レースを通して予定外の2度のピットストップがタイムロスにつながりました。まず最初に、フレデリック・マコヴィッキィの911 GT3 Rがブレーキ交換を行いました。そして2時間後には、スリックで走る集団の中でアール・バンバーの車もブレーキを交換しなければなりませんでした。
その結果、彼の車は表彰台の順位からリヒャルト・リーツのすぐ前の4位まで後退します。しかし、バンバーは見事な巻き返しを見せます。2度目のセーフティカーの出動後、残り2時間の時点でリスタートしたとき、彼はヘビーウェットのサーキットで快進撃を見せ、最初にフェラーリを、次に2位のアウディを抜いてシーズンの最終レースでポルシェに表彰台をもたらしました。

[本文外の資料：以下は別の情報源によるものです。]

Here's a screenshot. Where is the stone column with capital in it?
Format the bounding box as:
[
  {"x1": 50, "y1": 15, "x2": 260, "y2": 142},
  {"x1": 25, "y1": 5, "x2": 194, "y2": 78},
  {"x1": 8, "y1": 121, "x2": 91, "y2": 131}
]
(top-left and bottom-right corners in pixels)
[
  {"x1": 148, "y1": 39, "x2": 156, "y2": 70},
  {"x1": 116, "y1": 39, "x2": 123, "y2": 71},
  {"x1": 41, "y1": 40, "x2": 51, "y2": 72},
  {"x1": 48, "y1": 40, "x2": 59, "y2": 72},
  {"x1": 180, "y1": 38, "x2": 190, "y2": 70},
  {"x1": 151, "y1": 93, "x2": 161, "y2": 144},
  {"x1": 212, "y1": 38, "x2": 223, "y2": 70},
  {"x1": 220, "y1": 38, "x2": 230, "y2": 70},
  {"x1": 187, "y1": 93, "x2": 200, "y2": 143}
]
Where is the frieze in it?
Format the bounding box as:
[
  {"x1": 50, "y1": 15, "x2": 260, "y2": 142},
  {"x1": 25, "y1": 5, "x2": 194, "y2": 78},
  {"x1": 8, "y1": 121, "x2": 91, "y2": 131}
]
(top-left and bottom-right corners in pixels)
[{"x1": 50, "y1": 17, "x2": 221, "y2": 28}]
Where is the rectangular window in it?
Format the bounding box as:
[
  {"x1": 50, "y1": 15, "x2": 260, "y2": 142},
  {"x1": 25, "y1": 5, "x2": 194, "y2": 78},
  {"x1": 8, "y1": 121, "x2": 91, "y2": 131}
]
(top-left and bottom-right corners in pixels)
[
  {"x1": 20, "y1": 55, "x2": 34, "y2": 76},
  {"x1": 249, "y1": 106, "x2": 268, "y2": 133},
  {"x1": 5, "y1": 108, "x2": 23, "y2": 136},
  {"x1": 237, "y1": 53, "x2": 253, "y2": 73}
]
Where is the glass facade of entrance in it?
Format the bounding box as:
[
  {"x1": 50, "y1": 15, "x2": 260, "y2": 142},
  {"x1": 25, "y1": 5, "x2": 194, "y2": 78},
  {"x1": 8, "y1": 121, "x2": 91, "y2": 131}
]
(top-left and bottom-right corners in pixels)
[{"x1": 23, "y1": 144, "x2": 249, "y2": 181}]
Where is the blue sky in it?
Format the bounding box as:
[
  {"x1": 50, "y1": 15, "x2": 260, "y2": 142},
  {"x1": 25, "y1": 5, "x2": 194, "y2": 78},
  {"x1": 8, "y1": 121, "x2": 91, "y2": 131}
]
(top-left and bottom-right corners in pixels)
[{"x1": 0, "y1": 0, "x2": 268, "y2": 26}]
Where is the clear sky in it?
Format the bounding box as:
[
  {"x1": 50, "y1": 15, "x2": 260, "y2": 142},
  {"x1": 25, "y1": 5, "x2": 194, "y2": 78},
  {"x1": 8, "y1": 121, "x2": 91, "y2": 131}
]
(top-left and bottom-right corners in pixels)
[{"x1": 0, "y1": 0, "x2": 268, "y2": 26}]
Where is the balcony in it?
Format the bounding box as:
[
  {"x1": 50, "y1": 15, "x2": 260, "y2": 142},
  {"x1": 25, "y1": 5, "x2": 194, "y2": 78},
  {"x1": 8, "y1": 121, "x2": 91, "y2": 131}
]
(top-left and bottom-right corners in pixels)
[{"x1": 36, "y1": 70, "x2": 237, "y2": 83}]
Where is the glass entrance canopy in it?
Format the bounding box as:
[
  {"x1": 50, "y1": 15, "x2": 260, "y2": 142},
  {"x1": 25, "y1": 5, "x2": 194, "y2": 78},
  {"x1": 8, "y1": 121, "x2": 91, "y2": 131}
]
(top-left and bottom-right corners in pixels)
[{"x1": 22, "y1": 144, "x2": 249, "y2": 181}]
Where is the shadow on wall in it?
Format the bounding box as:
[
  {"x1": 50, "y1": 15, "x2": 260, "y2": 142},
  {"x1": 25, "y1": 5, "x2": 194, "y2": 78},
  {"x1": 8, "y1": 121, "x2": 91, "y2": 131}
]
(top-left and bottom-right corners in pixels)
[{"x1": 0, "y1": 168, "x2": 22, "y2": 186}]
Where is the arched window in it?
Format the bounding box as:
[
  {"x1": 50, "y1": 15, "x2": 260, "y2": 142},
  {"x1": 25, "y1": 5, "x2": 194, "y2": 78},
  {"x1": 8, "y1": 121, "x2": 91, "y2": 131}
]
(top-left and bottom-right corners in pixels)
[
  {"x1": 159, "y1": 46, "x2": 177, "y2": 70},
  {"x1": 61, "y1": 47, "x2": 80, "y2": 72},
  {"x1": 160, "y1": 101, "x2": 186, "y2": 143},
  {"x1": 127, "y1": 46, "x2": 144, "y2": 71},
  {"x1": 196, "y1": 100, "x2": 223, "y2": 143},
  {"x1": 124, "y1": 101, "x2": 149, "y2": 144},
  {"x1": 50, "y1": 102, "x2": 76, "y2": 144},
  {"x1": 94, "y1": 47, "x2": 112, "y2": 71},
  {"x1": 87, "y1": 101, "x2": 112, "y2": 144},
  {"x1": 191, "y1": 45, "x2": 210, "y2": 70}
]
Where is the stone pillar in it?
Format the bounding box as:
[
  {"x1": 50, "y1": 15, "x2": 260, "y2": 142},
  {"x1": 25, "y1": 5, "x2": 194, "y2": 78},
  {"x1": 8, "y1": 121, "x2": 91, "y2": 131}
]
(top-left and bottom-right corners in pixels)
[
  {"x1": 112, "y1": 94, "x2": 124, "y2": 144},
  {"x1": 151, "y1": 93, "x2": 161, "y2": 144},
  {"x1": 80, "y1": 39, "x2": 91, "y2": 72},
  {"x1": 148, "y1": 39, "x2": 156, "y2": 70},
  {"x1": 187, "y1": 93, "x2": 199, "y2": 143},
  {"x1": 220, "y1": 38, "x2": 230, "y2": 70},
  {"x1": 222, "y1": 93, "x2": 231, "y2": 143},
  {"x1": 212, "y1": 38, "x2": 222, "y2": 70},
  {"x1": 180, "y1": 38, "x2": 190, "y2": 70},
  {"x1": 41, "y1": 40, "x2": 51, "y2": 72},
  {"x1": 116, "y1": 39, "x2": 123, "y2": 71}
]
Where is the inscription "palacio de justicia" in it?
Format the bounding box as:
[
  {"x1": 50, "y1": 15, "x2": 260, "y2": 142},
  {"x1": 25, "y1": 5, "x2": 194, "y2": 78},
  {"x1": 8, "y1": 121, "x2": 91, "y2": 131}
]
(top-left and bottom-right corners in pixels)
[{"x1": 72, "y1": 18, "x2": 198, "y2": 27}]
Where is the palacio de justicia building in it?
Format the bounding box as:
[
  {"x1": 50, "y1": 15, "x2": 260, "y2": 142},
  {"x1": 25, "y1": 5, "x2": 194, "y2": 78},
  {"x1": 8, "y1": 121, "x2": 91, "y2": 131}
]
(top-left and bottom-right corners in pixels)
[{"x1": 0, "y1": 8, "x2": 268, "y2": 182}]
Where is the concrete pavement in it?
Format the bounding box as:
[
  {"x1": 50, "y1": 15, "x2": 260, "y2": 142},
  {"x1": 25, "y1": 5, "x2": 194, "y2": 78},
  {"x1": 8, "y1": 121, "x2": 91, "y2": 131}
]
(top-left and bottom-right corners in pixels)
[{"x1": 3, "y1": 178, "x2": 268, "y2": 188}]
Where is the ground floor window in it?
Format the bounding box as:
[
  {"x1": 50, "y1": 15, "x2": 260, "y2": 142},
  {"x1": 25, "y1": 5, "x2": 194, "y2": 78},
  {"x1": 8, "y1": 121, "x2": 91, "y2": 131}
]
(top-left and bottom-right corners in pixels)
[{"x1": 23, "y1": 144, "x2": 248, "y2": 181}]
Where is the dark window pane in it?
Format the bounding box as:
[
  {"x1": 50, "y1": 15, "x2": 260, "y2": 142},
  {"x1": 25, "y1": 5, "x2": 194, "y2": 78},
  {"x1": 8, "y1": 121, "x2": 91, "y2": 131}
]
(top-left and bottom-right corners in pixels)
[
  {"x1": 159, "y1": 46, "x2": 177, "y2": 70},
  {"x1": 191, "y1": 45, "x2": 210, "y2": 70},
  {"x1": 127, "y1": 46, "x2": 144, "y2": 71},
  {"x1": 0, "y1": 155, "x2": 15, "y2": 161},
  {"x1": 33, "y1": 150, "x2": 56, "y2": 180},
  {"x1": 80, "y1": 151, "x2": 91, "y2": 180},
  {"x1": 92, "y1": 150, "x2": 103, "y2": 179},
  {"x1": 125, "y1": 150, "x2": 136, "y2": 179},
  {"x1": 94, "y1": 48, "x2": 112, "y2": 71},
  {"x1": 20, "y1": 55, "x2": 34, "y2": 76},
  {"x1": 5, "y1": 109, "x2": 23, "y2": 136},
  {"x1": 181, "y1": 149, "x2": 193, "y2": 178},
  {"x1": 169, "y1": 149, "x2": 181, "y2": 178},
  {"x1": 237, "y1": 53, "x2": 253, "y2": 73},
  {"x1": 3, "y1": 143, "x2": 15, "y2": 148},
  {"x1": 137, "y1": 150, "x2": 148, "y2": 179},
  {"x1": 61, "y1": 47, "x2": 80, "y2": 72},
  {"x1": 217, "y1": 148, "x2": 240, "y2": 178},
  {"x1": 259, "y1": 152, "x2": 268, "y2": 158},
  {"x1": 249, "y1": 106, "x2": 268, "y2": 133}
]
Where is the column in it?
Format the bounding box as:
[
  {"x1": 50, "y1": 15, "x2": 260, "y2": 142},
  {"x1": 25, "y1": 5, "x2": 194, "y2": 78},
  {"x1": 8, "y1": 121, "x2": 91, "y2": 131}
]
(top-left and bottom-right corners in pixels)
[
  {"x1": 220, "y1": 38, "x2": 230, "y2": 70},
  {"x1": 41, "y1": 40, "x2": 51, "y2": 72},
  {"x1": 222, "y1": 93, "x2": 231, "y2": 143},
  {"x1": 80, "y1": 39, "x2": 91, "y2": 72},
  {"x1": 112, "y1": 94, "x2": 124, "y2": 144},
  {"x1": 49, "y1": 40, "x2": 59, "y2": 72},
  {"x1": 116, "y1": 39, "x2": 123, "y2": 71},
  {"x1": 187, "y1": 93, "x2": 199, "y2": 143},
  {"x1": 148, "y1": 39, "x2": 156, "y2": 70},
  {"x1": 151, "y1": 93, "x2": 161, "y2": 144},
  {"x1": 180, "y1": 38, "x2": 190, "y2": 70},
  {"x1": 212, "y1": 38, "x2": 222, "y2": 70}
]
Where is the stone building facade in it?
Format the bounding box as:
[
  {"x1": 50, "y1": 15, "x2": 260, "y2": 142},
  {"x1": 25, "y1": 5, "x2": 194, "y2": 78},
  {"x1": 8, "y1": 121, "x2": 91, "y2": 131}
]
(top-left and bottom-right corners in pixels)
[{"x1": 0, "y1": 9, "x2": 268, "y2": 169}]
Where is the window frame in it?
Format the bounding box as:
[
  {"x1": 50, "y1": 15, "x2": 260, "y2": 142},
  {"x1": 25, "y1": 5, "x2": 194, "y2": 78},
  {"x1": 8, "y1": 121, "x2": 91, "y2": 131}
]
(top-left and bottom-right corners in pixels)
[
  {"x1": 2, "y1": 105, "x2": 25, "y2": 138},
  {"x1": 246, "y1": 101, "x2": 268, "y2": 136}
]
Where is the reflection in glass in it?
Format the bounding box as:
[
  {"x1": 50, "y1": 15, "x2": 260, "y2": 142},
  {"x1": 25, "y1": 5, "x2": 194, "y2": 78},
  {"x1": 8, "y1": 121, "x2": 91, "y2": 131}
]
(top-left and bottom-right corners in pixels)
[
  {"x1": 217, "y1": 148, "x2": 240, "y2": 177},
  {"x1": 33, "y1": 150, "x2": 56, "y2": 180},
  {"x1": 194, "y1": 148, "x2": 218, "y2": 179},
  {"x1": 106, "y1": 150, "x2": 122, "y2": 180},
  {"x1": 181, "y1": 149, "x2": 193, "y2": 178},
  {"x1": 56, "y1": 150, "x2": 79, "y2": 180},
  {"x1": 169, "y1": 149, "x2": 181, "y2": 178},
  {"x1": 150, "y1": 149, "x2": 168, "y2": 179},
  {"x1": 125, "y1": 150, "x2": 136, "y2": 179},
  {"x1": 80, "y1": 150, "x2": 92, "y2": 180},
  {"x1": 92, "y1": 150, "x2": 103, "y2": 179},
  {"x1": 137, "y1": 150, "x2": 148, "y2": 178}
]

911 GT3 RS市販車をベースに世界各地のGT3シリーズのためにヴァイザッハで設計された911 GT3 Rは、デビューシーズン最後のレースとなったセパンでも成功を収めました。
ダイレクト・フューエル・インジェクションによる最新の4リッター水平対向6気筒エンジンを搭載したポルシェ911 GT3 Rがデビューしたのは1月のデイトナ24時間レースでした。その後911 GT3Rは、IMSAウェザーテックスポーツカー選手権、ワールドチャレンジ、過酷なノルドシュライフェのVLNニュルブルクリンク耐久シリーズなど、数多くの国際的レースで成功を収めています。
■レース後のコメント
ポルシェ・モータースポーツ責任者のDr.フランク・シュテファン・バリサー:
「厳しい天候条件で浮き沈みの激しいレースでした。序盤にウェットタイヤの作業で少しトラブルがありましたが、グリップを得た後はすぐにパフォーマンスを回復しました。セーフティカー出動の後、アールのすばらしい追撃で2位を獲得しました。本当に見事でした。コーションでは少し不運もありましたが、全体的には良い結果となりました。」
アール・バンバー(911 GT3 R #911):
「シーズンの最後に表彰台に登ることができて最高です。ドライコンディションでは好調でずっとトップでしたが、雨が降り始めてタイヤにトラブルが発生しました。しかし雨が激しくなるとともに調子が戻りました。過酷なレースでしたがポルシェにとっては良い結果となりました。」
パトリック・ピレ(911 GT3 R #911):
「セパンは初めてでしたが、レース序盤からさまざまな条件を経験することになりました。天気予報がヨーロッパや米国のように信頼のおけるものではないということも経験しました。そしてここでは、ウェットコンデョションでもレインタイヤ同様にスリックで速く走ることができます。雨でもアスファルトがそれほど滑らないからです。シーズン最後のレースは良い経験になりました。」
ニック・タンディ(911 GT3 R #911):
「911 GT3 Rはドライでもウェットでも見事な走りを見せて、非常に速いラップタイムを記録できました。しかし、タイヤ交換に問題が発生して、それがタイムロスにつながりました。」